C2006/F2402 '06 Outline for Lecture 20 --  (c) 2006 D. Mowshowitz  -- Lecture updated 04/11/06

Useful Web Sites & Animations

Handouts (not on web): 20A (muscle structure) & 20B (cross bridge cycle); 20 C (smooth muscle & pacemaker potentials) & 20D (comparisons between types of muscles).  A & B are very similar to pictures in your texts. (C & D are from more advanced texts.)
Extra copies are available in boxes on 7th floor Mudd.

I. Muscle

    A. Three main types -- smooth, cardiac and skeletal (See handout 20 A or Purves 47.1 (47.5) or Becker Chap. 16 (23). Compare Becker figs. 16-10, 16-22 & 16-23 (23-10, 23-22, 23-23).

    B. Common Features

1. Have actin MF and myosin

2. Actin and myosin slide past each other; neither shortens. (For skeletal muscle, see Becker fig. 16-16 [23-16].)

3. Electrically excitable

    C. Some Major Differences

1. Cells Fused? Single cells (smooth) vs fused at ends (cardiac) vs fused, multinucleate (skeletal)

2. Striated vs. not.

3. Role of ATP. Is ATP needed to maintain contraction?

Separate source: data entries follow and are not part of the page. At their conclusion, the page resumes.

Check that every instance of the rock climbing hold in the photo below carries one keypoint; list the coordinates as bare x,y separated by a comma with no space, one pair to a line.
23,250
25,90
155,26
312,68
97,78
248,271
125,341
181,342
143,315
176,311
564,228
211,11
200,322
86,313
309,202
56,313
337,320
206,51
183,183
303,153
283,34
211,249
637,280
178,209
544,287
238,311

4. Pacemaker activity or not?  (cardiac always does; some smooth muscle does). See handout 20C. What is pacemaker activity?

a. Pacemaker Potential: Cell membrane gradually depolarizes without any external stimulus. (No stable RMP.) Depolarization = pacemaker potential.

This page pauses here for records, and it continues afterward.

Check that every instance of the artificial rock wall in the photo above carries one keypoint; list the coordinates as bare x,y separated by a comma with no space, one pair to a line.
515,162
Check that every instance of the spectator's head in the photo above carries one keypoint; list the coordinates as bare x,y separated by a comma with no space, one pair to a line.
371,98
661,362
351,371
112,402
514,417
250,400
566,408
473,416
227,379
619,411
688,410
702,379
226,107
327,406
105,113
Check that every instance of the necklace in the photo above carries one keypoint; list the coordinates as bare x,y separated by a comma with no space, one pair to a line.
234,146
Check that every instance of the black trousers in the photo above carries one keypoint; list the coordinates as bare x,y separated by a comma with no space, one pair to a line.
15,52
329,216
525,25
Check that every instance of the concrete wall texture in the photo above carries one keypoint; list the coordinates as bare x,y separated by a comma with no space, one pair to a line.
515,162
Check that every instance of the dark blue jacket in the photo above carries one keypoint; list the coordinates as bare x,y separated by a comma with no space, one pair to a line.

b. It's a Cycle: When depolarization reaches threshold, cell fires an AP. Membrane then hyperpolarizes, and depolarization starts again.

c. Channels: Spontaneous depolarization caused by opening of Na+/K+ channels (called If channels) and/or closing of K+ channels. (Ca++ channels involved at late stages.)

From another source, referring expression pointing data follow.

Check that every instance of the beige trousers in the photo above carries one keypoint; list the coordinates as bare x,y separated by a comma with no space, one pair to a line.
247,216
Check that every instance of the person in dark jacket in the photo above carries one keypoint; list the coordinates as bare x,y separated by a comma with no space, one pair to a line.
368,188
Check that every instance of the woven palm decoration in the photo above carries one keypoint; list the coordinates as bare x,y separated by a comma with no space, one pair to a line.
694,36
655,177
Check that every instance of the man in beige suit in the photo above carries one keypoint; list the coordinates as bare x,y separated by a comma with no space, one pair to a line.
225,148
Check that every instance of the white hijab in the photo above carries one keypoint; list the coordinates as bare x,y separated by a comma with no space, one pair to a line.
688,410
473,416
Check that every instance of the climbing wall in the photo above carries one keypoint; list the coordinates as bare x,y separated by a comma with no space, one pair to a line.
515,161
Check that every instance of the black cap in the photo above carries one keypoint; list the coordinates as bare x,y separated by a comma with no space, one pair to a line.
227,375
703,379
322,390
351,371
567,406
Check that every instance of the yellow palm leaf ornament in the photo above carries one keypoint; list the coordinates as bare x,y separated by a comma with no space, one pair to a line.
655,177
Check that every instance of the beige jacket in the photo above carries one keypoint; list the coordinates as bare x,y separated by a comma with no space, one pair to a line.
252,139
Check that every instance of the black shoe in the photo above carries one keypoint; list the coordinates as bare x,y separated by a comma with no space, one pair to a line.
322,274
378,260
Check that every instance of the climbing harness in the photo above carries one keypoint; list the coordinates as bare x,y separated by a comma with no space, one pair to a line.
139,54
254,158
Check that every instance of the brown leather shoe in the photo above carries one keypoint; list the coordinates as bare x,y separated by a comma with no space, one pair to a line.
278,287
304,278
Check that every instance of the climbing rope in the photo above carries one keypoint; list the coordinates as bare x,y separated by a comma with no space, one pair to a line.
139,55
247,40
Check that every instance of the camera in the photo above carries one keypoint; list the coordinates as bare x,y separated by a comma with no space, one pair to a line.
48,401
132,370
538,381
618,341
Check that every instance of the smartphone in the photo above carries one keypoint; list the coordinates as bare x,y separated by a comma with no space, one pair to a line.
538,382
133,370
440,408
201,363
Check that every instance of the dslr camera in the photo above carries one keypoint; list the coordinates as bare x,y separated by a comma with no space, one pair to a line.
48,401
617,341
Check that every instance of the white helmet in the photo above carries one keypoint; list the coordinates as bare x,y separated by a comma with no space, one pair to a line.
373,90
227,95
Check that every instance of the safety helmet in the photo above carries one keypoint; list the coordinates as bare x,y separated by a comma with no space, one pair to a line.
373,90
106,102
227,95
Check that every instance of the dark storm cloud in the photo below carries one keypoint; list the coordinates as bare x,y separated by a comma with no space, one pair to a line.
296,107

d. Autonomic NS effects -- can effect opening/closing of channels and thereby change timing of pacemaker.

 Example (in heart): S/PS release transmitters open/shut K+ leak channels, Ca++ channels and/or the If channels   faster or slower depolarization  = steeper or flatter pacemaker potential   pacemaker cells fire AP sooner or later   faster or lower heartbeat. (see Purves 49.6 (49.7))

Note: Transmitters may also affect the threshold value needed to fire an AP and/or the maximum hyperpolarization of the pacemaker cells -- this can also affect the time between AP's. (See advanced texts if you are interested.)

5. Control of bridge cycle -- all use Ca++, but details differ, as explained in detail below.

a. What protein binds Ca++? Calmodulin or troponin?

b. What protein is altered to allow contraction -- actin or myosin?

c. When actin or myosin is altered, what is nature of change? Change in conformation or in state of phosphorylation?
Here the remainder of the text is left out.